3) Para ajudá-lo a orientar alguém a entregar a atividade a um grupo de indivíduos, foram elaborados alguns prompts de acordo com os passos da seção “O que vou fazer?”. Esses prompts servem como diretrizes gerais, mas quanto mais espontâneo for o facilitador, melhor. Alguns prompts podem ser ignorados ou adaptados. Não se esqueça de personalizar toda a atividade de acordo com as características do grupo. Isso também pode ser adaptado para crianças. Para o efeito, pode ser utilizada a atividade “Pot Heart Building”, que serviu de inspiração a esta.

"O que eu vou fazer?" algumas dicas orientadoras

Passo 3

           No passo 3, depois que cada pessoa tiver compartilhado seus sentimentos por meio da Árvore Blob, ouça as histórias e experiências individuais. Podem ser feitas algumas perguntas exploratórias extras:

         - Como ocorreu?

         - Qual é a história por trás?

Passo 4

         No passo 4 “O que eu vou fazer?”, coloque a Árvore Blob de cada pessoa em uma parede ou quadro. O progresso individual ao longo das sessões pode ser verificado visualmente.

Passo 5

       No passo 5, pode-se perguntar:

       - O que significa/significou quebrar o vaso para cada um de vocês? (Se essa foi a opção escolhida).

Antes do passo 6

      Antes do passo 6, pode-se perguntar:

      - Você conhece kintsugi?
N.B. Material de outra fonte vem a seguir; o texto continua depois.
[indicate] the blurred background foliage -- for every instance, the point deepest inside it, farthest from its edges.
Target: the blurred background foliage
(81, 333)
Você tem algum conhecimento sobre isso?

Entre os passos 7 e 8

      Entre os passos 7 e 8, pode-se levantar a questão:

      - Se você pudesse fazer uma analogia consigo mesmo, diria que está/está quebrado, rachado ou lascado? Pôde-se investigar com o grupo inúmeros significados emocionais para a cerâmica rachada, quebrada e lascada. Aconselha-se a criação de um ambiente aberto com prompts, o facilitador (mediador cultural) pode partir primeiro dos seus exemplos, para dar sentido e dar sentido ao mundo e às experiências.

Passo 11

      Se esta tarefa levar vários dias para ser concluída, ao final de cada sessão, o facilitador pode perguntar:

      - Você quer compartilhar como se sente agora?

Passo 16

       Nesta etapa o facilitador pode discutir o significado de plantar uma árvore dentro do vaso. Por exemplo, esta ação pode simbolizar a capacidade humana de ressignificar experiências, especialmente as difíceis e iniciar novos começos.

      Para encerrar a atividade, pode-se avaliar a atividade com o grupo e ouvir seus sentimentos em relação a ela.